Reuters: The war in Ukraine caused opposite emotions, some feel pride, others fear

Reuters: The war in Ukraine evoked mixed emotions, some felt pride, others fear

A year after the Russian president sent his troops into Ukraine, it is still difficult to know what 145 million Russians even think about the war. However, official opinion polls say Putin's approval rating remains around 80 percent.

Yekaterina, 38, is a Putin supporter and believes Russia will eventually win, even though she is now fighting Ukraine, which is backed by the US-led North Atlantic Treaty Organization. Her apartment in southern Moscow is filled with bags of donated clothes and boxes of food she collected to send to Russian-controlled Donbass, where the war has left many homeless.

“When my friend went to fight as a volunteer, I understood that I also had to do something to help,” said Yekaterina, who did not want to reveal her last name for fear of being harassed by supporters of Ukraine on the Internet. “We have to help defend our country, our families, those close to us, and all of Russia,” she added, adding that she supports President Putin and the way he is leading the country.

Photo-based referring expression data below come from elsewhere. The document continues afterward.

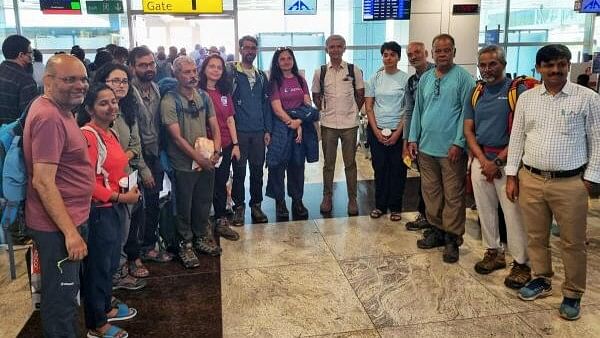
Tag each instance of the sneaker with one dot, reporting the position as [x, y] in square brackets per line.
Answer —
[225, 231]
[188, 256]
[238, 215]
[519, 275]
[419, 223]
[326, 204]
[451, 252]
[492, 260]
[205, 246]
[536, 288]
[281, 209]
[570, 308]
[299, 210]
[129, 283]
[352, 207]
[258, 216]
[431, 239]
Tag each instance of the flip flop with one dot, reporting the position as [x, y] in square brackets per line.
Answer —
[124, 312]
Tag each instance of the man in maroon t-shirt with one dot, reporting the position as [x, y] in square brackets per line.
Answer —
[59, 191]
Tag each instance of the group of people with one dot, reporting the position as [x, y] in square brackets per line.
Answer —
[84, 138]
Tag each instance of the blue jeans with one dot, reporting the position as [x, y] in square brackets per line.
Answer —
[102, 261]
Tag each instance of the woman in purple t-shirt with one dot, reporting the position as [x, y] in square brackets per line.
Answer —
[288, 91]
[214, 80]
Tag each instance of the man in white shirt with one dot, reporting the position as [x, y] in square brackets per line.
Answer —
[556, 134]
[339, 94]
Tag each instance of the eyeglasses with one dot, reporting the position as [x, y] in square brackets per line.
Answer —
[193, 108]
[72, 79]
[150, 64]
[116, 81]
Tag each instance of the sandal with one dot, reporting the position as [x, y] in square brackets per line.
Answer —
[137, 269]
[124, 312]
[395, 216]
[157, 256]
[112, 332]
[376, 213]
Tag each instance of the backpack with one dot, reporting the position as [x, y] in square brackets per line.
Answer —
[102, 152]
[322, 82]
[512, 95]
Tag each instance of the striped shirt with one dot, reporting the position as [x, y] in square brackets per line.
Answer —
[556, 133]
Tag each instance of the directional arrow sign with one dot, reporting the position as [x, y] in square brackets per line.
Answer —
[183, 6]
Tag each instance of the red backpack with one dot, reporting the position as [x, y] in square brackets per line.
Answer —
[513, 94]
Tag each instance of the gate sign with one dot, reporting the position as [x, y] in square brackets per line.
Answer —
[300, 7]
[183, 6]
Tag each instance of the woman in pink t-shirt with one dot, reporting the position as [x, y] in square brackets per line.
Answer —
[288, 91]
[213, 79]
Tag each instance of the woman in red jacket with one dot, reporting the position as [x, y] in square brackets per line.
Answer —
[106, 215]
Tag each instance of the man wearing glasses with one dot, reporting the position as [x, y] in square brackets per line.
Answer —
[436, 136]
[141, 61]
[253, 125]
[59, 191]
[17, 86]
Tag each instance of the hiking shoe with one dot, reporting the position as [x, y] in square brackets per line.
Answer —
[419, 223]
[238, 215]
[204, 246]
[225, 231]
[298, 209]
[492, 260]
[129, 283]
[281, 209]
[188, 256]
[352, 207]
[431, 239]
[258, 216]
[570, 308]
[326, 204]
[536, 288]
[451, 253]
[519, 275]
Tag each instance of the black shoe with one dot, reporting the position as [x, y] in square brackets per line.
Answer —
[257, 215]
[238, 215]
[419, 223]
[451, 252]
[281, 210]
[432, 238]
[298, 209]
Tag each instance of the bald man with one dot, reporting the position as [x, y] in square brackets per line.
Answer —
[59, 191]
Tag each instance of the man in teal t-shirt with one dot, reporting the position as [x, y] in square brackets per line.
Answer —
[436, 135]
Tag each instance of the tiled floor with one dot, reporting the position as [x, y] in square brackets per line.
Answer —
[358, 277]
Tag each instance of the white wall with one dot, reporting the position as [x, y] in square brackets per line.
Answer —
[432, 17]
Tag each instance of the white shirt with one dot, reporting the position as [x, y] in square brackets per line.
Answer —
[340, 110]
[556, 133]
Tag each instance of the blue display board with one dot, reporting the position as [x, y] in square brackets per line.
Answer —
[300, 7]
[386, 10]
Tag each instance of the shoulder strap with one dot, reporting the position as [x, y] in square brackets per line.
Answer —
[102, 152]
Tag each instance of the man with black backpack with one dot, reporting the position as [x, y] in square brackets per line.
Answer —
[253, 126]
[339, 92]
[487, 130]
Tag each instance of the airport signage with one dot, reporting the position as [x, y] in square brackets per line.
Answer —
[183, 6]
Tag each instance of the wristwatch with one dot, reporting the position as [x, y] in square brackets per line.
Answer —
[498, 162]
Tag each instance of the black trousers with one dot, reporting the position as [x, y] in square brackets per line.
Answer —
[252, 151]
[390, 174]
[58, 308]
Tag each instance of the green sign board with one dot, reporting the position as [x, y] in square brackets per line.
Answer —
[104, 7]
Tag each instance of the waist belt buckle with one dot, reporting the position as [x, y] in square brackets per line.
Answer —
[546, 174]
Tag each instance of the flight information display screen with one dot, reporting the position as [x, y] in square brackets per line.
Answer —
[386, 10]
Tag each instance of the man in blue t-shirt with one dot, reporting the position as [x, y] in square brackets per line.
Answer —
[487, 132]
[436, 135]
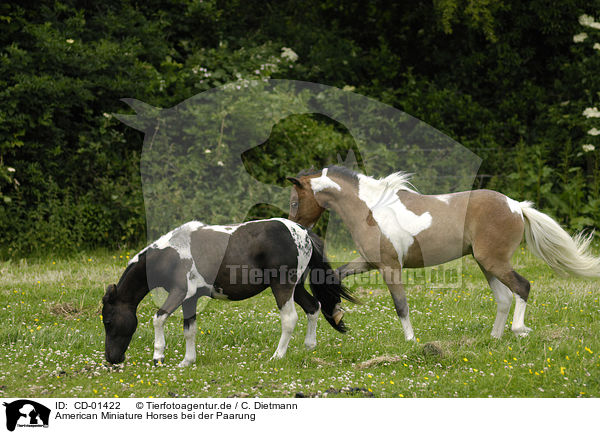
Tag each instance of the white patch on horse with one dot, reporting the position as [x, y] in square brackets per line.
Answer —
[303, 244]
[217, 293]
[310, 341]
[323, 182]
[514, 206]
[178, 238]
[190, 344]
[396, 222]
[195, 282]
[159, 335]
[226, 229]
[518, 327]
[443, 198]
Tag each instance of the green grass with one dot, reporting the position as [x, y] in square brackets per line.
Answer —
[51, 340]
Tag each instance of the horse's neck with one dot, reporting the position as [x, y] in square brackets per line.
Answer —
[133, 287]
[352, 210]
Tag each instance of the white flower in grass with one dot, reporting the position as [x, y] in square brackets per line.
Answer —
[289, 54]
[588, 21]
[591, 112]
[588, 148]
[594, 132]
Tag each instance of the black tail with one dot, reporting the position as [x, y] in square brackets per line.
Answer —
[325, 283]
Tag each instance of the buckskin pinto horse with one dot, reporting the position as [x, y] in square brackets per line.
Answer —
[232, 262]
[393, 226]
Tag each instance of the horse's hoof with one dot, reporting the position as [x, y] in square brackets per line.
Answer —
[338, 314]
[522, 332]
[277, 356]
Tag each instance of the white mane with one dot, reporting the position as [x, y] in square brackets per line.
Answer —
[399, 181]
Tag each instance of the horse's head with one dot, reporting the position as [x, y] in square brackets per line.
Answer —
[120, 322]
[304, 208]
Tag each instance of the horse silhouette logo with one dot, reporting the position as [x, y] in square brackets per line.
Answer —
[26, 413]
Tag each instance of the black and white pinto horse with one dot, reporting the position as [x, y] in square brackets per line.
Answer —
[232, 262]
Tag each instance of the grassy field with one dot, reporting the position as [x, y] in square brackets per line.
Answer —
[51, 340]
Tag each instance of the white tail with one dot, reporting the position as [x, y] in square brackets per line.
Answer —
[554, 245]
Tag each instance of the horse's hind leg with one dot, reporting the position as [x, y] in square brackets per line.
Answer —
[311, 307]
[502, 278]
[503, 297]
[189, 331]
[393, 279]
[173, 301]
[284, 295]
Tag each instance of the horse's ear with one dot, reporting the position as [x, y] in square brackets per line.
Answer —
[110, 294]
[145, 116]
[295, 181]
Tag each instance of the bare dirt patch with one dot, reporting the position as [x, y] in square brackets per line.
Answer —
[66, 310]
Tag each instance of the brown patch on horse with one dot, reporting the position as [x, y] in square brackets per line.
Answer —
[379, 360]
[308, 210]
[66, 310]
[370, 220]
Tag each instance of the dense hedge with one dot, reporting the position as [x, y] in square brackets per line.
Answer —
[506, 79]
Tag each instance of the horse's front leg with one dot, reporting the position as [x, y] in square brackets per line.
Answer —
[393, 279]
[173, 301]
[189, 331]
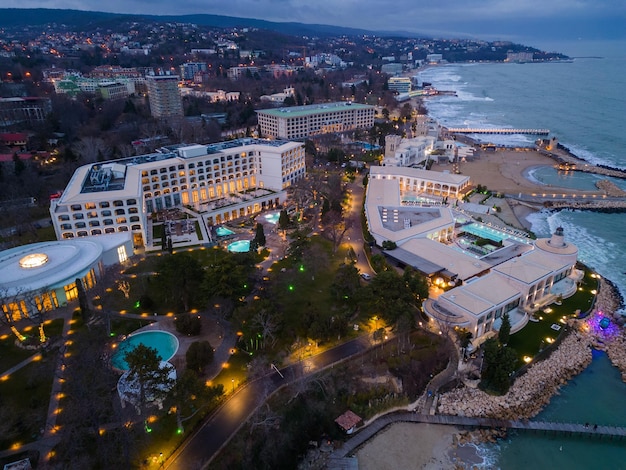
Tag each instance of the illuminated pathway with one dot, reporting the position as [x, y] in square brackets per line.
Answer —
[199, 449]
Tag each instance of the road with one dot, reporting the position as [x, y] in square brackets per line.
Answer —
[200, 448]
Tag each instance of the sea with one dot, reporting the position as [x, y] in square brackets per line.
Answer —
[583, 104]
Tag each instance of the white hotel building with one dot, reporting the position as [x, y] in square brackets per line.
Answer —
[405, 206]
[222, 181]
[300, 122]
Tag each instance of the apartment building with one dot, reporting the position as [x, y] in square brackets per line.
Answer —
[164, 96]
[299, 122]
[222, 181]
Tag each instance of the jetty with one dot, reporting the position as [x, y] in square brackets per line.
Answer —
[473, 130]
[569, 429]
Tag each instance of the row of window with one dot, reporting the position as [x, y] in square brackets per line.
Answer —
[96, 223]
[84, 233]
[103, 204]
[94, 214]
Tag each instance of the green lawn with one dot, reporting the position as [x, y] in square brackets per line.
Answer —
[538, 335]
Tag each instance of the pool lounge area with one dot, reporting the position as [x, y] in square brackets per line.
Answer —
[165, 343]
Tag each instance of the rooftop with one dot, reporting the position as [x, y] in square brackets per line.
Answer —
[299, 111]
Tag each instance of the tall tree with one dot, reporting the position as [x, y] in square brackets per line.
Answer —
[152, 378]
[179, 279]
[505, 330]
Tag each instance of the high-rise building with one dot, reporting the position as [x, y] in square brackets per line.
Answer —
[164, 96]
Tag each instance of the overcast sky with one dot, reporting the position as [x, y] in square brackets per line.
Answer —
[517, 20]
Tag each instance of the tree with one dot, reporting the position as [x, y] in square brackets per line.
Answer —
[260, 235]
[152, 378]
[188, 324]
[283, 220]
[505, 330]
[83, 302]
[179, 280]
[199, 355]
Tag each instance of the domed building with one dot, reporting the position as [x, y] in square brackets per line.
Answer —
[518, 286]
[42, 276]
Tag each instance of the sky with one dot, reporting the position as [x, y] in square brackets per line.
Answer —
[516, 20]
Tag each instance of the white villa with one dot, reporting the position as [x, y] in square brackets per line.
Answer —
[42, 276]
[516, 275]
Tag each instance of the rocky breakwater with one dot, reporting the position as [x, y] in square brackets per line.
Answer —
[530, 392]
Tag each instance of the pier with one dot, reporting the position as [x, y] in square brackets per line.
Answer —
[472, 130]
[546, 427]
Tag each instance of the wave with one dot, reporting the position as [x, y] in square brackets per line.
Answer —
[589, 231]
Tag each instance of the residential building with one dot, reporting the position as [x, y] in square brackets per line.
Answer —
[399, 84]
[189, 69]
[221, 181]
[164, 96]
[19, 111]
[300, 122]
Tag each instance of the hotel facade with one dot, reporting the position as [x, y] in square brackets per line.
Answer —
[221, 181]
[518, 276]
[300, 122]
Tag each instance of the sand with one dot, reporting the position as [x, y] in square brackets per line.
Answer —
[412, 446]
[503, 170]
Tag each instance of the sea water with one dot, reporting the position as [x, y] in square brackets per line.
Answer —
[583, 105]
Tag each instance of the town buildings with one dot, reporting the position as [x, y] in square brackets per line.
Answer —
[300, 122]
[164, 96]
[220, 181]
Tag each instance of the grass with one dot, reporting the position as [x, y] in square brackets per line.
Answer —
[535, 336]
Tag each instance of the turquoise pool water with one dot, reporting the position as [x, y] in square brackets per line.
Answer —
[165, 343]
[223, 231]
[240, 246]
[273, 217]
[485, 232]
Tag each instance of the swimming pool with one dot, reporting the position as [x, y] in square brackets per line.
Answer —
[485, 232]
[222, 231]
[273, 217]
[240, 246]
[165, 343]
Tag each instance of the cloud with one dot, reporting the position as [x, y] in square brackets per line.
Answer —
[495, 18]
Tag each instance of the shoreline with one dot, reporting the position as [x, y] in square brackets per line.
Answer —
[530, 393]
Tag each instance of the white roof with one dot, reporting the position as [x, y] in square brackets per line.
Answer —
[434, 176]
[65, 260]
[463, 265]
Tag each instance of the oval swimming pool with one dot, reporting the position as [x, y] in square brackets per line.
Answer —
[240, 246]
[165, 343]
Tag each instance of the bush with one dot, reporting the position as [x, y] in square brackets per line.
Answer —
[146, 302]
[199, 355]
[188, 324]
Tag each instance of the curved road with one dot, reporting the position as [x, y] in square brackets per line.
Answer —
[199, 449]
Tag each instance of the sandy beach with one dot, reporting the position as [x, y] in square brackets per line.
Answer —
[408, 446]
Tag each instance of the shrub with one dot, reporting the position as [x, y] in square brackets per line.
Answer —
[188, 324]
[199, 355]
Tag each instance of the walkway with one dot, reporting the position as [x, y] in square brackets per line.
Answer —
[367, 433]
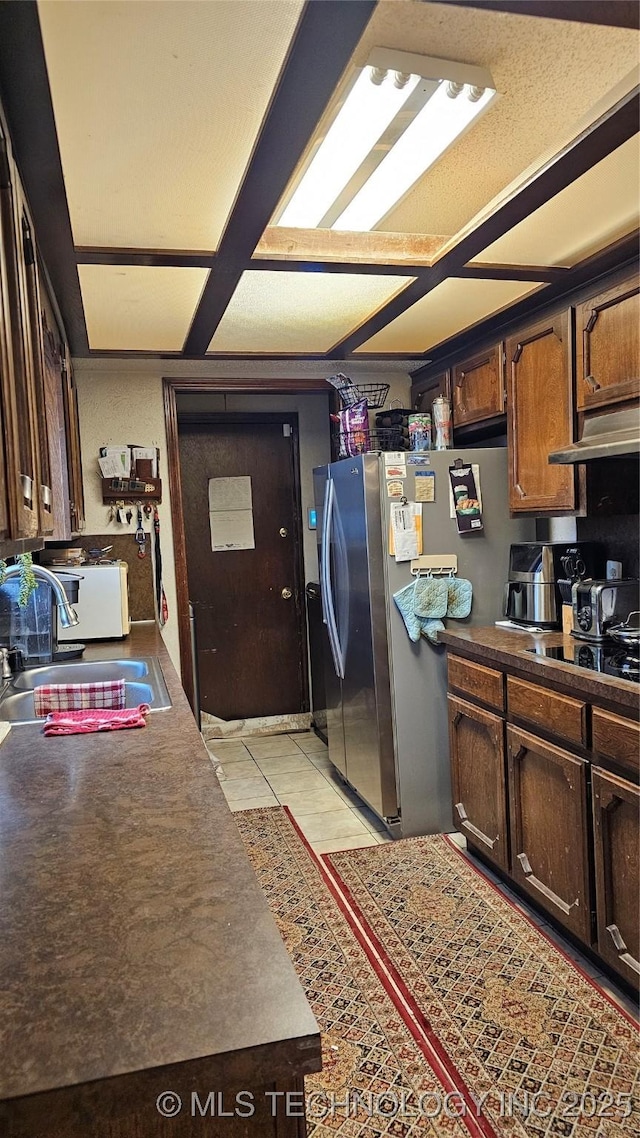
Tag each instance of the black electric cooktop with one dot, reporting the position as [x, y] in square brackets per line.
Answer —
[608, 658]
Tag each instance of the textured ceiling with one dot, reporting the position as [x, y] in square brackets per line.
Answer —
[596, 209]
[157, 108]
[158, 112]
[138, 308]
[298, 312]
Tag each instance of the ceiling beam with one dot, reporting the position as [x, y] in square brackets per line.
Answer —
[608, 13]
[26, 98]
[601, 138]
[323, 43]
[325, 245]
[309, 263]
[491, 272]
[162, 258]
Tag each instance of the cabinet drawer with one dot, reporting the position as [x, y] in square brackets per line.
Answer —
[616, 739]
[560, 715]
[484, 684]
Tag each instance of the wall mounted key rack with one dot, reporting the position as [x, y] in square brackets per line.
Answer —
[131, 489]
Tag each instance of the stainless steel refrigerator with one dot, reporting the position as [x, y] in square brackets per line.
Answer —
[386, 695]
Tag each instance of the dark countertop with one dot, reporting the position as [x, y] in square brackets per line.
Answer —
[508, 646]
[133, 933]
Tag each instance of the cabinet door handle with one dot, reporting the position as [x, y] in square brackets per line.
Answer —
[532, 880]
[615, 934]
[474, 830]
[27, 488]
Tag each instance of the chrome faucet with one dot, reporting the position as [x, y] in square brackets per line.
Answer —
[67, 616]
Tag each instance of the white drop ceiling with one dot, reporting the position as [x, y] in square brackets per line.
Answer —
[158, 108]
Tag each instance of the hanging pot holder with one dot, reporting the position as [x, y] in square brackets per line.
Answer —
[404, 602]
[431, 598]
[459, 598]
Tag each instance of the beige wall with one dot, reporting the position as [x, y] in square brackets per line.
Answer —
[121, 401]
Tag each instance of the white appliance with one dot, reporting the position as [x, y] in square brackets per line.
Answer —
[103, 603]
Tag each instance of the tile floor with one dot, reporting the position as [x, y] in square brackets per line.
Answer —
[294, 770]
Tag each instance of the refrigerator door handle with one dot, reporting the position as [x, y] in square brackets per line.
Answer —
[329, 612]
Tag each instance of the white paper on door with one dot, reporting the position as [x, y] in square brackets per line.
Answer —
[230, 514]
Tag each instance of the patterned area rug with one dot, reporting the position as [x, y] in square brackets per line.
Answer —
[429, 987]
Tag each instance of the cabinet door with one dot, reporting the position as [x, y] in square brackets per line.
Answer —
[478, 387]
[548, 821]
[616, 805]
[426, 390]
[540, 417]
[478, 781]
[608, 346]
[18, 395]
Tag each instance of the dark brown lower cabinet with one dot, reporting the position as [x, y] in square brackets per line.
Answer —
[616, 805]
[549, 829]
[477, 769]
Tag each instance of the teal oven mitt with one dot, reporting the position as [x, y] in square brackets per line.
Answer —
[431, 598]
[459, 598]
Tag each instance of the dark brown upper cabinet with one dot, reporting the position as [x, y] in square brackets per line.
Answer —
[608, 346]
[540, 417]
[17, 385]
[74, 458]
[478, 387]
[32, 324]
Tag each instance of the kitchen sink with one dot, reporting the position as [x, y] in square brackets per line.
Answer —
[80, 671]
[144, 683]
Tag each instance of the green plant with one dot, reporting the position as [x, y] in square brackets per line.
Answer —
[27, 577]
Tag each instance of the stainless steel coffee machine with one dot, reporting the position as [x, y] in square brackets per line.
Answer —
[532, 594]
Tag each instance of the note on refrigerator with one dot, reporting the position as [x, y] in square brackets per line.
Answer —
[405, 524]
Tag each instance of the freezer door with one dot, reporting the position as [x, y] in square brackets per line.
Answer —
[333, 683]
[358, 587]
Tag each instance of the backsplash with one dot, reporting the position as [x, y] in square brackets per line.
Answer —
[618, 535]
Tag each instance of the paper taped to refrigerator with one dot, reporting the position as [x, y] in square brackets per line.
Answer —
[405, 522]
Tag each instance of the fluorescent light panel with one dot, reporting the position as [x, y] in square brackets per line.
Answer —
[363, 117]
[367, 112]
[441, 121]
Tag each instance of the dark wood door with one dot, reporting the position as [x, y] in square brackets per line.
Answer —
[248, 602]
[608, 346]
[478, 778]
[549, 829]
[478, 387]
[540, 417]
[616, 806]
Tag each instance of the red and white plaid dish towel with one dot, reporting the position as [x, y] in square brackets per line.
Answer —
[107, 693]
[84, 723]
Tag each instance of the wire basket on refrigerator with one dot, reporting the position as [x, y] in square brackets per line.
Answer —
[375, 394]
[361, 442]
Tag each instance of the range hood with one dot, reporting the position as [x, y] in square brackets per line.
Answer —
[604, 436]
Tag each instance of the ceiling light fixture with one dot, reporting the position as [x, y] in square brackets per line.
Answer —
[400, 115]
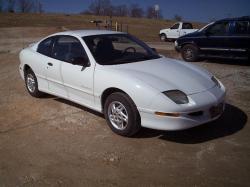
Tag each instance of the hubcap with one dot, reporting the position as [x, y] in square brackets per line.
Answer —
[189, 53]
[118, 115]
[31, 84]
[163, 38]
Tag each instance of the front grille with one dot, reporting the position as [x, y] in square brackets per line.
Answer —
[198, 113]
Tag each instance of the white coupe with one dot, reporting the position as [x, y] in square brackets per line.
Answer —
[118, 75]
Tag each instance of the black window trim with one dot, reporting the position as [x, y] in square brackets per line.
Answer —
[53, 43]
[63, 35]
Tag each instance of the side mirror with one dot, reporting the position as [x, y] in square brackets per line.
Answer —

According to a survey by the independent non-governmental Levada Center 75 percent of Russians support the Russian military, while 19 percent do not support it and six percent don't know. Three-quarters of Russians also expect Russia to win. However, many diplomats and analysts question these numbers.

“I support the president and I think he is doing his job well,” said Ekaterina. “Russia will win. Definitely,” she added.

Only ten kilometers south of here lives another Ekaterina, who has a completely opposite opinion on the whole situation. Twenty-six-year-old Ekaterina Varenikova, who once worked for the state-controlled gas giant Gazprom, hates war and publicly opposes Putin.

When the Russians launched an air raid on Ukraine's Dnipro in January, she stood in front of a Moscow statue of Ukrainian poet Lesya Ukrainka with a banner “Ukrainians are not our enemies, they are our brothers”.

Her apartment is empty. She sold everything or stored it in the basement while she packed to leave Russia for Kyrgyzstan, where her husband already lives. He left Moscow already last year, soon after the start of the Russian invasion of Ukraine.

Varenikova remembers how shocked she was when she first heard that the war had started last February. Like many other Russians, she has always maintained close family and friendship relations with many people across the former post-Soviet countries. She remembers going to Ukraine on vacation as a child. Now her family is divided by several closed borders and impassable front lines.

She spent 12 days in detention after the January protest.

“Many of my friends left,” says Varenikov√°. “When you are in danger and you don't want to take part in these events, you have to use all means to escape,” she added.

Soon after the war began, Putin warned Russians to be vigilant when it came to Russian ” traitors”, which, according to him, the West will try to use to destroy the country. Many people have left the country, and some Russian officials have expressed concern. Others dismissed these concerns, saying that Russia is now much more united without those whose “loyalty to the country is questionable”. . “I think it will only end when Russia either admits defeat or loses,” he adds. In her opinion, the reputation of Russia and Russians will be tarnished forever. “We in Russia will probably never be able to fix it,” he concludes.